5 Tips to Close Contracts Faster
A major challenge of any contract management process is shifting from negotiation to execution. Decision makers often delay reaching a final move because they want to make sure that they are not missing out on any better alternatives.
While it is understandable that anybody wants to cross its t’s and dot their i’s, this constant push-back can wreak havoc on your company’s projections and budgets. To address this issue, here are 5 tips to make that extra push and close contracts faster.
1. Present Three Alternatives
A common mistake from account managers is to present a single option. The most common request from clients is “what can you do for cheaper?”. By predicting this scenario and preparing three alternatives, not only do you come as better prepared to handle the job, but also you increase your chances of closing a deal faster.
In your pitch, you should include three options: a baseline, a suggested, and an “all bells-and-whistles” option. You’re aiming for the suggested, which should match your client’s budget. However, you present two additional options, just in case they “suddenly” have a major budget cut or windfall.
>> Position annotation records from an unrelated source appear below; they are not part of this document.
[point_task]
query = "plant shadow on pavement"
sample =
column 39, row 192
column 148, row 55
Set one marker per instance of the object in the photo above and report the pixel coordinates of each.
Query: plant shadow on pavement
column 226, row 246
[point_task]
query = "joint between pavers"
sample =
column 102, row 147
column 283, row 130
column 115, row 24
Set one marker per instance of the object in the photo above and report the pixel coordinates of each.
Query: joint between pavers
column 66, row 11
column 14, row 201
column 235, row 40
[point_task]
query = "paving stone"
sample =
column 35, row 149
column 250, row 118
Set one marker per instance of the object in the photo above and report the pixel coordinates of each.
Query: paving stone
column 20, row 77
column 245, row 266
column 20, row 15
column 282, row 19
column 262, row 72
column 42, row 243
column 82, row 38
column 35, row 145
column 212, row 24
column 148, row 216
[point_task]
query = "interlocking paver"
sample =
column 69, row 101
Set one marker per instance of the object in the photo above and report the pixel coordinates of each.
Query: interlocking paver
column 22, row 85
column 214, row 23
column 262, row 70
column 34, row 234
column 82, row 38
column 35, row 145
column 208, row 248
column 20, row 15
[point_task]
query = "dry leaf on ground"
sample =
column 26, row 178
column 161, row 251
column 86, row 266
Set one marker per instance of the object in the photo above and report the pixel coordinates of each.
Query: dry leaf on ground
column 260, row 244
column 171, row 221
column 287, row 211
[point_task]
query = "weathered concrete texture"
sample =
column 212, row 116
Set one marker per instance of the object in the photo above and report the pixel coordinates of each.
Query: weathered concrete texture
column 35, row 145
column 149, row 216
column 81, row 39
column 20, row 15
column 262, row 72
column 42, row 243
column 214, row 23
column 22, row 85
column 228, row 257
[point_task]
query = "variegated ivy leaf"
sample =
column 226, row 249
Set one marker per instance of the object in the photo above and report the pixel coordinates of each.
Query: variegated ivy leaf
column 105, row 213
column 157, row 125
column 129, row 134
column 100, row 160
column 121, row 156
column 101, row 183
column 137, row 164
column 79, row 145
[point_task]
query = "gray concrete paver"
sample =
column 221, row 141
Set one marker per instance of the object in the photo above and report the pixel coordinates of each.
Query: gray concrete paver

2. Phase a Project into Two or More Stages
Another useful tactic to show flexibility for your client is to break down a major project into two or more stages. The main objective is to commit the client to a project for several periods and secure incoming cashflow during those periods.
You could combine this tactic with the previous one. In your “all bells-and-whistles” option, you could present a stage one and a stage two. This is way to prevent the client from saying that he doesn’t have the budget. He does now and he will have it later, it is just a matter of timing.
3. Quantify the Cost of a Delay in Reaching a Decision
When doing a presentation to a client, you are eager to show the benefits and advantages of working with you. However, you are not the only one. In this game of promises, the client will most likely go with the one that makes the most grandiose ones.
To stand out, try this trick from reverse psychology. Outline the disadvantages and opportunities costs of not working with you. First demonstrated by Amos Tversky and Daniel Kahneman, the theory of loss aversion shows that people tend to strongly prefer avoiding losses to acquiring gains. Some studies in loss aversion show that people prefer twice to avoid a loss over make a gain.
You should be ready to quantify the cost of a delay in reaching a decision for your contract and put in front and center in your proposal.
4. Automate Your Contract Process
Goldman Sachs estimates that contract automation could accelerate negotiation cycles by 50%, reduce erroneous payments by 75 to 90%, and cut operating and processing costs associated with managing contracts by 10-30%.
When dealing with large corporations or government agencies, it is a good idea to review the list requirements for submitting bids. Often, you will notice that they have clauses stipulating requirements for busy periods. By investing in a scalable contract management software to automate contract processes, you are able not only to meet technical requirements for those periods of high demand, but also have proof that you can guarantee lower costs and more efficiencies.
5. Get Certified
Be proactive and take advantage of certifications that make you stand out from the competition in a positive way. For example, a team that has project managers with PMP certifications is better qualified than a similar team that has members without those certifications. Another example, is that you can get exclusive access to certain contracts by becoming certified by a state or national entity, such as the National Association of Women Business Owners or the National Minority Supplier Council.
Certifications take time and money and, having them in advance, makes your organization more desirable over another that has to complete a certification as part of the project.
Five key ways to close contracts faster are to present three project alternatives, phase a project into two or more stages, quantify the cost of delaying a decision, automate your contract process to lower costs, and find relevant certifications from state or national entities.